Some people might say that it’s the suddenness and clumsiness with which the story changed direction. But Luke, Leia and Darth Vader turning out to be related is surely more clumsy and sudden, and that isn’t the subject of nearly as much dislike.

One explanation might be that the revelation of Darth Vader’s identity has a dramatic payoff, whereas midi-chlorians seem to be in there for the sake of it. Or it might be that Star Wars isn’t ‘really’ science fiction, but fantasy, and so having an element more suited to ‘harder’ science fiction doesn’t fit. Or perhaps they aren’t the root cause. Perhaps they’re a symbol of a general feeling that George Lucas’ tendency to go back and ‘fix’ his work, insisting all along that this was what he originally intended, actually makes it worse.

A question for Star Wars fans

[The film that became Star Wars] is a space opera in the tradition of Flash Gordon and Buck Rogers. It’s James Bond and 2001 combined – super fantasy, capes and swords and laser guns and spaceships shooting each other, and all that sort of stuff. But it’s not camp. It’s meant to be an exciting action adventure film.

George Lucas in 1974.

Is Star Wars fandom aware of its retro-ness? Do the novels and other spin-offs take the same tone, or do they try to make the setting more like ‘serious’ science fiction?

Tough talk on an important question of the age.

This site is an (apparently heartfelt) attempt to decide whether the Galactic Empire from Star Wars would win a war against the Federation from Star Trek.

My reaction is to start by laughing at the idea of taking this question seriously – then to get annoyed at his take on the question. Then, as I prepare my counter-argument, I realise I’m caught in a rhetorical tractor beam.

Star Wars is based on stories like Flash Gordon, where there’s a small cast of characters. Both the Empire and the Rebellion are basically a single fleet. In Star Wars everyone assumes that, if the Rebellion loses the battle at the end of the film, that’s the end of the Rebellion.
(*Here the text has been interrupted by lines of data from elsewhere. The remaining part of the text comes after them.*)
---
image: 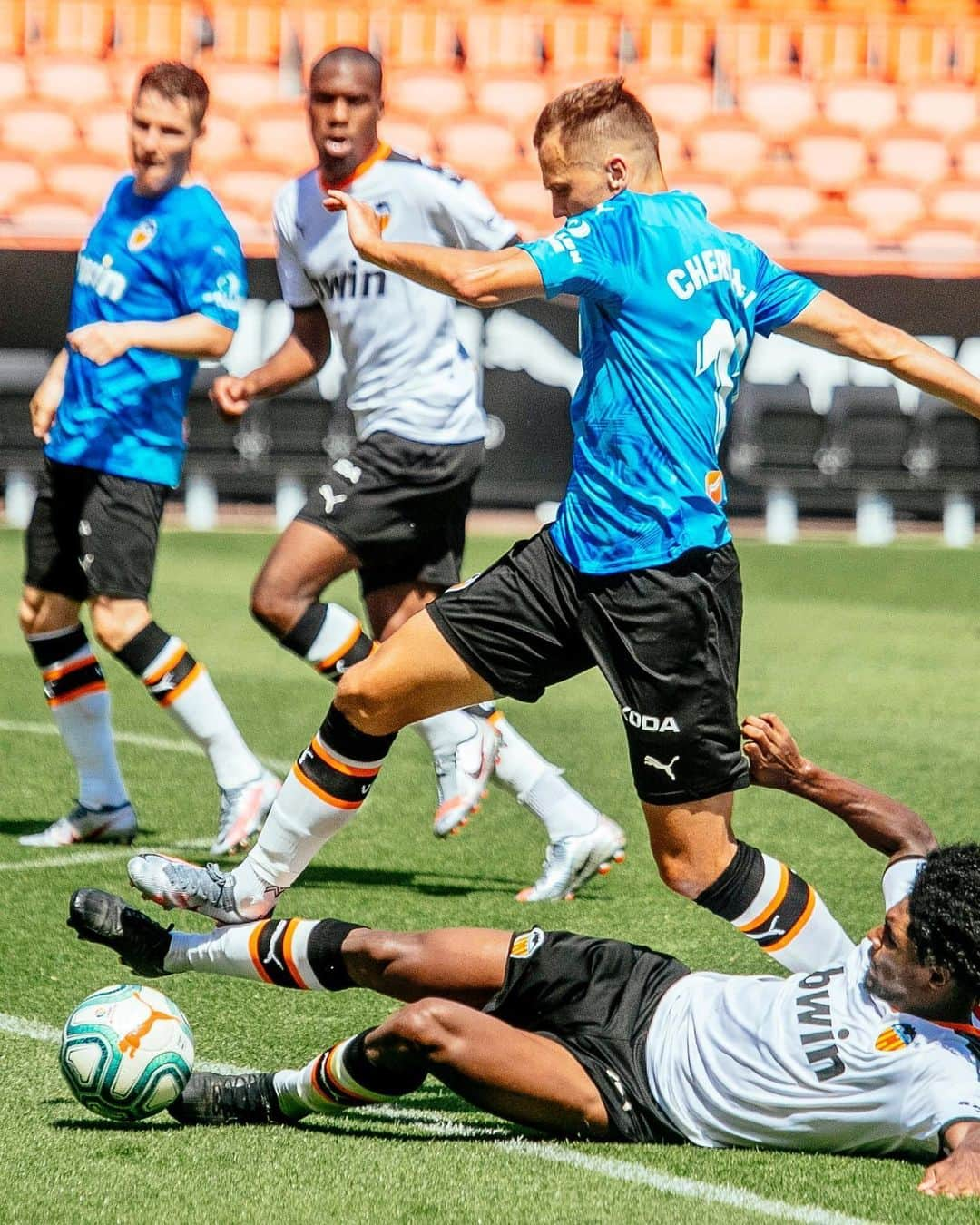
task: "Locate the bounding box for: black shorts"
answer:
[429,529,749,804]
[483,927,691,1144]
[24,458,169,602]
[297,431,484,594]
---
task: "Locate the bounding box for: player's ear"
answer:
[605,153,630,193]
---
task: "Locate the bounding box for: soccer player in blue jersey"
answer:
[20,63,278,853]
[130,80,980,970]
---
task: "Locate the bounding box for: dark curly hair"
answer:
[909,843,980,1000]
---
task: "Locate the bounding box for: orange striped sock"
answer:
[697,841,854,973]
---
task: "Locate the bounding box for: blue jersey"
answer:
[522,191,819,574]
[45,175,246,485]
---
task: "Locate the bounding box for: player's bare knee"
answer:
[653,848,711,900]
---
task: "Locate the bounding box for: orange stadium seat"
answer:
[437,119,521,182]
[906,81,980,136]
[283,0,370,77]
[29,0,115,56]
[790,216,874,259]
[657,123,691,182]
[44,152,125,216]
[847,179,925,240]
[209,160,283,221]
[0,102,78,158]
[368,5,459,69]
[687,113,769,182]
[798,16,867,81]
[0,59,31,105]
[78,102,130,163]
[670,171,735,220]
[380,111,436,162]
[385,69,472,122]
[490,175,559,238]
[714,18,794,80]
[31,56,115,106]
[823,80,899,132]
[714,213,789,252]
[207,0,283,64]
[193,106,249,171]
[791,123,867,191]
[0,158,43,214]
[0,0,27,55]
[872,125,952,186]
[544,7,622,77]
[470,73,552,131]
[245,99,309,178]
[634,77,711,131]
[739,172,823,224]
[115,0,202,64]
[926,179,980,225]
[739,76,817,140]
[199,60,279,112]
[953,126,980,182]
[459,6,545,73]
[10,192,92,238]
[627,11,711,78]
[900,220,980,262]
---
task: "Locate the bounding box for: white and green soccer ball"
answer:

Similarly the Empire losing the battle at the end of Return of the Jedi means that the Rebellion has won the whole war. Both Rebellion and Empire are the major good/bad guys, and at most a single army.

Whereas Star Trek is based more on written science fiction than on movie serials. There seems to be a bit more attention paid to the fact that, somewhere off-camera, there are lots of other ships like the Enterprise (although I’m not sure whether they’re meant to be the only ones exploring the galaxy). Despite the name, ‘Starfleet’ seems to be analagous to a Navy rather than to a single fleet.

The Federation is more like a major country in the modern world. The Empire is more like the petty kingdom of a warlord who leads their army into battle personally.

So, in conclusion, the Federation wins by weight of numbers.